The caveat there, is that I WILL buy a horse from someone that needs the help and knows it. I've had people beg me to buy a horse from them because they have to sell one to feed the rest, and they just lost their job. To me, that's just being in a rough spot. I will give those types money. I was there myself once, and ended up giving away a handful of horses during my panic, before things settled out. My thinking was, place the horses in good homes while they are fat, healthy and happy, and not have to watch them starve if I can't get the income flowing again SOMEHOW.

Granted, that panic is what lead me into working with the horses full time. So it's not all bad. And the horses I placed, they have great homes with owners who adore them.

But right now I'm full. In fact, I'm a bit over full. I was full, and then my dear friend Sigrid Rico passed away. Her daughter contacted me and basically informed me that if I was WILLING to take Sig's horses then they were mine. I had a lovely filly leased from Sig (Olympic Dove) and I felt comfortable accepting the 2 older horses. The third horse was a known problem foaler, was bred, and had a chance to be placed in a home more suited for her then mine. Then I had the Stonewall foal mess up. Bred a mare for a 2009 foal, pastured her with the stallion that winter, since she wasn't doing well in the herd, and was the low horse, but got more then plenty of access to the round bale and grain when kept with the stallion. I thought "hey, it all works out".

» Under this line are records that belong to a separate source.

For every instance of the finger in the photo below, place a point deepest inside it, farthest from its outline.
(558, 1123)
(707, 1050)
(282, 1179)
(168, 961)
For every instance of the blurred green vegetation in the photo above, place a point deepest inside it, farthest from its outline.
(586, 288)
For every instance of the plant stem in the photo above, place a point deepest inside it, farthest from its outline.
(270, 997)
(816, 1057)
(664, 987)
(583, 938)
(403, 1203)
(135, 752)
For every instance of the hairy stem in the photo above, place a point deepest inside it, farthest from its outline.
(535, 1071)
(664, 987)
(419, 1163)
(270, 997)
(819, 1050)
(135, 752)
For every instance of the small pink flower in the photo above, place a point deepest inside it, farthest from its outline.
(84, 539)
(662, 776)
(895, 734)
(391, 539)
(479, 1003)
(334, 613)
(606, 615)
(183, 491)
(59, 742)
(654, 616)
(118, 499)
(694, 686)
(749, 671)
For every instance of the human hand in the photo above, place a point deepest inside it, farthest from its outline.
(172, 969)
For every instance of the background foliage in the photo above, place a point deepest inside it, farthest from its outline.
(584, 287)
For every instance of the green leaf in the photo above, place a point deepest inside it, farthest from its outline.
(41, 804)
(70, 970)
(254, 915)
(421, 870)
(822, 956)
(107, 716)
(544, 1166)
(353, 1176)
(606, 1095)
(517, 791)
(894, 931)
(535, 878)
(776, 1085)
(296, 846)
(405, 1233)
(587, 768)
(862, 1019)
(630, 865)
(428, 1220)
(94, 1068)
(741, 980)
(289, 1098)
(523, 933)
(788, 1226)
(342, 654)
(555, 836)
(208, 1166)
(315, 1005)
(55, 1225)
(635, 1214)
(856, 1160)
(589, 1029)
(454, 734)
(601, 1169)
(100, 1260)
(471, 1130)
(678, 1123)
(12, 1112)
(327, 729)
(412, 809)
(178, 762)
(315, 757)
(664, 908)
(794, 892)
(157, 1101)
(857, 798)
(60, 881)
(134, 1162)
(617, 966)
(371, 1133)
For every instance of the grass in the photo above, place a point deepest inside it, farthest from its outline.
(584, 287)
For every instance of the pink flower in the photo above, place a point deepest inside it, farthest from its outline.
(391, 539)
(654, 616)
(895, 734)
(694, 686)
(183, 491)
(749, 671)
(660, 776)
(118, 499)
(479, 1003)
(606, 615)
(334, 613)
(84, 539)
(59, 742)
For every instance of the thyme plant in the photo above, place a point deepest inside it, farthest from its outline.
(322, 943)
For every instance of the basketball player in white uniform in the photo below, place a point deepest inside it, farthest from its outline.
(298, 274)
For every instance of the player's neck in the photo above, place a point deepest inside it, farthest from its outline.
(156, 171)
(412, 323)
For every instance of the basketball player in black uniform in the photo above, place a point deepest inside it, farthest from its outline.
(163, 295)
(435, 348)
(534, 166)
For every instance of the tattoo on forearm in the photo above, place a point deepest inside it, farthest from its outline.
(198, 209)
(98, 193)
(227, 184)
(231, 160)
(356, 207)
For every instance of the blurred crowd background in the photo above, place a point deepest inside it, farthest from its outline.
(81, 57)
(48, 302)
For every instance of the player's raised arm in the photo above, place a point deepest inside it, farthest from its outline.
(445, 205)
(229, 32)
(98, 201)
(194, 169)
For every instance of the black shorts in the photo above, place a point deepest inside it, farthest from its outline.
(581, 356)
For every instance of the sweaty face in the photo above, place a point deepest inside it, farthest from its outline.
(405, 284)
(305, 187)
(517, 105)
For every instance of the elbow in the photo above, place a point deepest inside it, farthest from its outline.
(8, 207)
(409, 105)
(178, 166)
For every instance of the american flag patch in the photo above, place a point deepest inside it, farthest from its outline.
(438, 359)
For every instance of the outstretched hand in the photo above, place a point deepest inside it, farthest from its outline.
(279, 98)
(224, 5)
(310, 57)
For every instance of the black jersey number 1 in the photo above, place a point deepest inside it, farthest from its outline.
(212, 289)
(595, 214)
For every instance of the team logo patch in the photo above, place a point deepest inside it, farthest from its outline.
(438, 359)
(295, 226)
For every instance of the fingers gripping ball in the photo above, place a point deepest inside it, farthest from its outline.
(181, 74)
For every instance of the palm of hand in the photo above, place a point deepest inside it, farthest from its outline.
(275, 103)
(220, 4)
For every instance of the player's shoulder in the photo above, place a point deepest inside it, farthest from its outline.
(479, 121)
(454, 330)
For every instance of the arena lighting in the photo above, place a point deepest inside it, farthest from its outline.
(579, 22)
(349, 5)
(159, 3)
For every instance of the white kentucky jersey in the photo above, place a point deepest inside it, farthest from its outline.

Mare had ultrasounded as bred for a July 2009 foal, then in April, she looked open to me, so while trying to schedule an apointment for another ultra sound, I accepted a horse in need. I was positive she was open. I figured she had slipped the foal (her first breeding) and it had been too late in the year. Well, I had a lovely foal in 2010 from her. One more horse over the "limit".

So today, while at the feed store, the clerk there asks me if I can take in another horse. The horse was abandoned at a boarding pasture. Previous owners had the horse on pasture lease. The pasture owner couldn't handle that the horse wasn't getting the proper care, so told the owners that he'd take the horse instead of the money they owe him. Now this pasture owner, who isn't a horse man, has a horse. He has been feeding the horse, but supposedly it's thinish. It's a bay 3 year old gelding, appears to be broke, but needs weight.

The feed store guy said that the pasture owner would love to sell the horse for the $100 he's owed. He wants someone that can feed it! Well, feeding is something I'm good at. I take pride in getting that perfect balance of muscle to fat, with out having horses be TOO fat. And since I buy a crap load of feed from this place, the clerk thought I'd be a great match.

I'm over my limit. The horse needs a home. Sounds like an easy rehab and sell.

Yeah, I told the feed store guy that I'd think about it. *headdesk* I do NOT need yet another horse, but I can't say no if the horse is really in need can I?